CytoPy Tutorials

We have a number of Jupyter Notebooks that provide detailed examples of how to use CytoPy. Broken down into the common tasks these are:

  1. Autonomous gating

  2. Visualising and correcting batch effects

  3. Supervised classification of FlowCAP and T cell subsets

  4. High dimensional clustering

  5. Feature extraction and selection

General note on utilities

CytoPy offers a number of utility modules useful for studying cytometry data. For the most part, the user can access the general class structures of CytoPy and not have to touch these individual utility modules. However, you will be passing arguments that call on these utilities, so it is useful to understand what is going on under the hood.

Transformations

The cytopy.flow.transform module houses functionality for common data transforms applied to cytometry data:

Data transformation is handled by the Transformer class with a child class for each of the logicle, hyperlog, log, and inverse hyperbolic sine transformations. A Transformer is initialised with the parameters of the transformation function to be applied and then exposes data to two functions:

  • scale - takes a DataFrame and list of columns to transform and returns the transformed DataFrame

  • inverse_scale - takes a DataFrame of previously transformed data and a list of columns to inverse this transformation for, and returns the DataFrame with data of the original scale

There are a couple of convenient functions in this module that construct the Transformer class and return the transformed data and the Transformer, which can then be used to inverse the transformation at a later point. These functions are:

  • apply_transform - takes the data, transform method as a string, and the features (columns) to transform, applying the same transformation to each column.
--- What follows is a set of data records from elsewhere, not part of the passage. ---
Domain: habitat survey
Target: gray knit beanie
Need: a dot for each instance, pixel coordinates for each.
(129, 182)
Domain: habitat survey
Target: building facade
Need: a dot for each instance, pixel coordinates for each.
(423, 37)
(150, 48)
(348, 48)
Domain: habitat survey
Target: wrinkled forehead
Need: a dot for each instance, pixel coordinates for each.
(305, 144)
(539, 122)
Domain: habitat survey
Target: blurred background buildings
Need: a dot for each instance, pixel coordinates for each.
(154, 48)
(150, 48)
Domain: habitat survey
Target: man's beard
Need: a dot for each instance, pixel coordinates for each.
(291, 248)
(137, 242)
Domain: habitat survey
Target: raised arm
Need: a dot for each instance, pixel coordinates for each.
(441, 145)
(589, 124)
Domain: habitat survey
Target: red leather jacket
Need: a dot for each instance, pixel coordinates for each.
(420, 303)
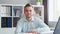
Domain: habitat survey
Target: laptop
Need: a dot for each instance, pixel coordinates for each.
(57, 28)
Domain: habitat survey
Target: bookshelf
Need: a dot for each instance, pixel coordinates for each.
(11, 13)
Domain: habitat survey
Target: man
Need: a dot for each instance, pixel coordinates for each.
(30, 24)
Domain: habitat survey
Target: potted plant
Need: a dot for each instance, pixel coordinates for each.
(38, 2)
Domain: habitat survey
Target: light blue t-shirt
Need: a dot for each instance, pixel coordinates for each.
(36, 23)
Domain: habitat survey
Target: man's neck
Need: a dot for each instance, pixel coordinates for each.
(29, 19)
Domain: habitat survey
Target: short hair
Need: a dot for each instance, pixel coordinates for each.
(28, 5)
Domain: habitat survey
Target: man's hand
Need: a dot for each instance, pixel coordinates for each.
(32, 31)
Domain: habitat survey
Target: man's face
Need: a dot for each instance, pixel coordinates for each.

  • apply_transform_map - same as above except it takes a dictionary where the key is the name of the feature (column) to transform and the value is the transform method to be applied; this enables different transforms to be applied to different features.

Finally, the transform module also provides the Scaler class, a convenient wrapper for Scikit-Learn’s scaling functions. The user constructs this class by specifying a method which then will apply a scaling function:

  • “standard” - sklearn.preprocessing.StandardScaler

  • “minmax” - sklearn.preprocessing.MinMaxScaler

  • “robust” - sklearn.preprocessing.RobustScaler

  • “maxabs” - sklearn.preprocessing.MaxAbsScaler

  • “quantile” - sklearn.preprocessing.QuantileTransformer

  • “yeo_johnson” - sklearn.preprocessing.PowerTransformer

  • “box_cox” - sklearn.preprocessing.PowerTransformer

Making a call to this function with a DataFrame and a list of features (columns) will apply scaling to the DataFrame. Additionally, where supported, the user can call inverse on the same DataFrame and inverse the scaling performed.

Sampling

Throughout CytoPy when we want to take a sample of our data, often to make our operations computationally viable, we will specify a sampling method and we will be offered the option to pass additional keyword arguments for this sampling method. When this action occurs, we are making a call to one of the functions in the cytopy.flow.sampling module. The functions within this module are:

  • uniform_downsampling (‘uniform’) - wraps the Pandas DataFrame sampling method with some additional error handling. Will downsample the given dataframe with a uniform weight given to each row.

  • faithful_downsampling (‘faithful’) - an implementation of faithful downsampling as described in: Zare H, Shooshtari P, Gupta A, Brinkman R. Data reduction for spectral clustering to analyze high throughput flow cytometry data. BMC Bioinformatics 2010;11:403

  • density_dependent_downsampling (‘density’) - density dependent down-sampling to remove risk of under-sampling rare populations. Originally described in SPADE, this algorithm constructs a nearest neighbour tree to estimate local density and assigns a higher probability for sampling events in low density regions whilst also ignore outliers.

For more information regarding the parameters to control each of these methods, please see their individual API docs.

Dimension reduction

Dimension reduction is a popular method for visualising cytometry data and is useful for data exploration. CytoPy has a common function for performing dimension reduction: cytopy.flow.dim_reduction.dimensionality_reduction.

This function takes the target DataFrame and a list of features (columns) to be used when generating the desired embedding. We specify the method to use as a string; supported methods should be familiar to those in the bioinformatics domains and are: ‘UMAP’, ‘PCA’, ‘KernelPCA’, ‘PHATE’, and ‘tSNE’, with the objective to expand supported methods in future versions.

By default, the DataFrame is returned with the generated embeddings as appended columns. The column names will carry the name of the method followed by the index of the embedding starting from 1; e.g. if we use UMAP and set n_components to 4, then these columns will be “UMAP1”, “UMAP2”, “UMAP3” and “UMAP4”.

UMAP and PHATE are computed using the UMAP and PHATE objects from the umap and phate libraries respectively. Other methods are provided by Scikit-Learn. The additional parameters we might want to pass to these methods are passed as additional keyword arguments to dimension_reduction. We can also specify to return the reducer object and also specify to just return the embeddings and not the whole DataFrame.